What the probes settled was the rewrite decision. Three structural adjustments had gone in, each borrowed from a design that works somewhere, and none of them held the target at 100k. Lined up, the three verdicts read: fine at 10k, 50% at 100k; 100% at 10k, a missed floor at 100k; worse recall and slower insertion in the same run. The incremental path was closed off three separate ways, and the 64x run had already closed the pure tuning path before that, which left construction itself as the thing to replace.
The rewrite
So I rewrote the construction path from the ground up, HNSW-style, instead of continuing to adjust the one that was failing.
One thing I am deliberately not doing here is telling a root-cause story about the old graph. I replaced the construction path whole rather than pinning the defect first, and a diagnosis reconstructed now, with the old code gone, would be a guess. I would rather leave the gap than fill it with something plausible. What I can stand behind is what was measured: the old path scattered per-query recall at 10k and collapsed to 12.5% at 100k, three structural fixes failed to move it, and the only measured route back to correctness was the 64x budget the earlier run had already ruled out. The rewrite would be judged by the same yardstick, the same fixtures, recall against the same brute-force ground truth; only the construction path changed.
The rebuilt index is a two-stage design. Vectors are stored quantized to int8, one byte per dimension, and an optional rerank stage re-scores the final candidates in full float32. The int8 stage keeps distance arithmetic cheap and the working set small. The rerank stage exists because quantized distances are approximate: close enough to route by, not always close enough to order the last few candidates correctly.

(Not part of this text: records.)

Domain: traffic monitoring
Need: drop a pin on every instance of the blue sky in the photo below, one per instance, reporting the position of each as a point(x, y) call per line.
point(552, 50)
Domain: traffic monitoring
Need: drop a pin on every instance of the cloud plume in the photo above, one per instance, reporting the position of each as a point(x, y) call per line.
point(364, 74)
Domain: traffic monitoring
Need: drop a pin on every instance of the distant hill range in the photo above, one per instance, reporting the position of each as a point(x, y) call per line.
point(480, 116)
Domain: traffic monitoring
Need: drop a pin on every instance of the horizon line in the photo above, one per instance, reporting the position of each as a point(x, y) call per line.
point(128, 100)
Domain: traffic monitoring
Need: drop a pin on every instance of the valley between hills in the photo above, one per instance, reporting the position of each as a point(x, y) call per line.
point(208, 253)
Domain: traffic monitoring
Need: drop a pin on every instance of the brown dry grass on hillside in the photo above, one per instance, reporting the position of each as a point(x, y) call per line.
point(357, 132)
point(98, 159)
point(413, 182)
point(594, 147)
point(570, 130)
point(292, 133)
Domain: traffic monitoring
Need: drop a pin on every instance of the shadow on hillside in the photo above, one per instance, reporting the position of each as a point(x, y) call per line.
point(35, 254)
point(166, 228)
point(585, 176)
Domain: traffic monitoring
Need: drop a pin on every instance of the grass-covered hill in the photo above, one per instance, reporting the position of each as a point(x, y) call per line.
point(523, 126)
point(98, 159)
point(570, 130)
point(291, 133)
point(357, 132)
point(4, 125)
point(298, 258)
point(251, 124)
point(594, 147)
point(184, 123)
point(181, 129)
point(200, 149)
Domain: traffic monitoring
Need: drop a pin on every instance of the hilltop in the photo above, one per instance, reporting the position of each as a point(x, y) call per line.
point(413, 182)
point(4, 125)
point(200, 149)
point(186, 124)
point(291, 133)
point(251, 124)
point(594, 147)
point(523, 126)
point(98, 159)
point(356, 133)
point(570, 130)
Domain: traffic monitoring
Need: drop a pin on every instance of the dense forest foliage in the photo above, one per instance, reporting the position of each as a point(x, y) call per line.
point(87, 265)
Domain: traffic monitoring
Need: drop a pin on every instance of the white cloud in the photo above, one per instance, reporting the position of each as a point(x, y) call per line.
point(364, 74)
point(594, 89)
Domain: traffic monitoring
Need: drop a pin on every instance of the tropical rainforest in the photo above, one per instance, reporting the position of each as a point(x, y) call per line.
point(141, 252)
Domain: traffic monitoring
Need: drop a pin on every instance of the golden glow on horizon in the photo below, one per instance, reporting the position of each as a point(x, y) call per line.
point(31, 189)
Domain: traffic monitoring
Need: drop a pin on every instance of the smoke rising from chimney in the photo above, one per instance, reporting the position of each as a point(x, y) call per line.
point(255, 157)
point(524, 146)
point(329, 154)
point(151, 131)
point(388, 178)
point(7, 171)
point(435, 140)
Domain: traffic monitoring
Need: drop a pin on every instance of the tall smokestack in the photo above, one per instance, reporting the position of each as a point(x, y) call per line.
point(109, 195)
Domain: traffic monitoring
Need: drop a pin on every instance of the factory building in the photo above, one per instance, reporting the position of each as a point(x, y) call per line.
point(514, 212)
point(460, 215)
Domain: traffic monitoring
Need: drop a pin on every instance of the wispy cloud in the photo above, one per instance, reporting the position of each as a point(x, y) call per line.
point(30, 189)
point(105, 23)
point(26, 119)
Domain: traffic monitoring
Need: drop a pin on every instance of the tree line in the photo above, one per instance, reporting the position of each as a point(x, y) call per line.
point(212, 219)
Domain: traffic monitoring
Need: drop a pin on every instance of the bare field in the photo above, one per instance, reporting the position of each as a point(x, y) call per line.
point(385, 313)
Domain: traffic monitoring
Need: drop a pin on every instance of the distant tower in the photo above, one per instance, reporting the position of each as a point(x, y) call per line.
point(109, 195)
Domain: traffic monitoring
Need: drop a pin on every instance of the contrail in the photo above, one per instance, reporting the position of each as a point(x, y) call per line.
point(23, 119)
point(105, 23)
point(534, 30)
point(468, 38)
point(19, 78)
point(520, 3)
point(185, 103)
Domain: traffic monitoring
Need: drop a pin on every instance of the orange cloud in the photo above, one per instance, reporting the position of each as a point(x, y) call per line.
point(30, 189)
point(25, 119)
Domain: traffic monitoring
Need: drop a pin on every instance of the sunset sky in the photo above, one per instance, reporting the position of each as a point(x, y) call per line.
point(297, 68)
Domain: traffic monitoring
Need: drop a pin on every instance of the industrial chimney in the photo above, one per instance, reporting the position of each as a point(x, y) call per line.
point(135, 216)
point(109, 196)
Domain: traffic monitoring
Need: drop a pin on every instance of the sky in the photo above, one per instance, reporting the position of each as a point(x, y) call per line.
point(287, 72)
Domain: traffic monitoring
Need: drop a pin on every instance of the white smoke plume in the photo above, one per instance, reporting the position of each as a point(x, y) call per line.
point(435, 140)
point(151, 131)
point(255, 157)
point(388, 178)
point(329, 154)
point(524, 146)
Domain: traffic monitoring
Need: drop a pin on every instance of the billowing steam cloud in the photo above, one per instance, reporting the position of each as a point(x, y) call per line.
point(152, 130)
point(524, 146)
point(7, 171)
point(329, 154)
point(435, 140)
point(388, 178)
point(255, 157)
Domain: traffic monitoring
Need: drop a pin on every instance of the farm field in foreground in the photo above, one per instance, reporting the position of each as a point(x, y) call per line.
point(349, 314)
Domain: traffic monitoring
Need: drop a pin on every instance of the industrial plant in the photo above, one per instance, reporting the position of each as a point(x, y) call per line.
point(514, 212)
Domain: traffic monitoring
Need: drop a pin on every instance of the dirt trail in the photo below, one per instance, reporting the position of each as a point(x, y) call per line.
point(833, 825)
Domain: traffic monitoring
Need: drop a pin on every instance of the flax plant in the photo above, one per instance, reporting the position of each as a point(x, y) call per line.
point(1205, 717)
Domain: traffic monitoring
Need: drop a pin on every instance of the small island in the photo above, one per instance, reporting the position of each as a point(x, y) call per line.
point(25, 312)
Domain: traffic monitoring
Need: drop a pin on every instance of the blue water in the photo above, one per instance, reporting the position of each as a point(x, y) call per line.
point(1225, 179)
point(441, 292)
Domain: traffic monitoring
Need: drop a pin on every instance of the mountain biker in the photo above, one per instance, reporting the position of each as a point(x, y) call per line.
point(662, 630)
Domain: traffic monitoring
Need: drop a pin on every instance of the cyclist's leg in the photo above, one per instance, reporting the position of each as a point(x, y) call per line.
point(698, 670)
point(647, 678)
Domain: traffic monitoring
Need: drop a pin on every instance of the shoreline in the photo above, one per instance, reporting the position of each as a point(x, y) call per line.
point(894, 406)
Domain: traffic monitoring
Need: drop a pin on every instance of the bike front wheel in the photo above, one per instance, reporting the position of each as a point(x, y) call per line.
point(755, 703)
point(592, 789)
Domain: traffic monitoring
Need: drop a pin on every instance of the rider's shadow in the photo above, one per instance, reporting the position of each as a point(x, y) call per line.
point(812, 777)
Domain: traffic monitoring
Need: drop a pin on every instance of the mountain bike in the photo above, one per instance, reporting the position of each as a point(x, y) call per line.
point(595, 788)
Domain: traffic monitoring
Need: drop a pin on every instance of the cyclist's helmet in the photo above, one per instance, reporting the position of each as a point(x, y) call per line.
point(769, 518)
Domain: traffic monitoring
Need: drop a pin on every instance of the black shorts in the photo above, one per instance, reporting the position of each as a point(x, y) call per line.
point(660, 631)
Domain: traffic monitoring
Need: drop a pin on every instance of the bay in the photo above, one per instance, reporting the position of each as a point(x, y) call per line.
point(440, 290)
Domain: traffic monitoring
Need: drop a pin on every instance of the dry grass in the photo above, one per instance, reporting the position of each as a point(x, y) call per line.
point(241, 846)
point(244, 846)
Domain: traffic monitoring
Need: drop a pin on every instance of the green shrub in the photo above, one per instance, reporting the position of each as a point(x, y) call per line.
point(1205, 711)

Routing and final ordering are different jobs, and the design keeps them separate. At query time the pipeline reads in one line: walk the int8 graph, collect a candidate pool, optionally re-score that pool in float32, hand back the top k.
So the index everything below is measured on is the rebuilt one: an int8 graph for routing, an optional float32 pass for final ordering.
The ledger for that week reads 165 commits to one file, 74 in a single day. Each probe, accepted or rejected, kept its diff and its numbers.
The rebuilt graph passed the same brute-force yardstick that condemned the old one. It also raised the next question, what recall costs as the query budget changes, which needed a curve rather than one point. The old builder's root cause remains unknown.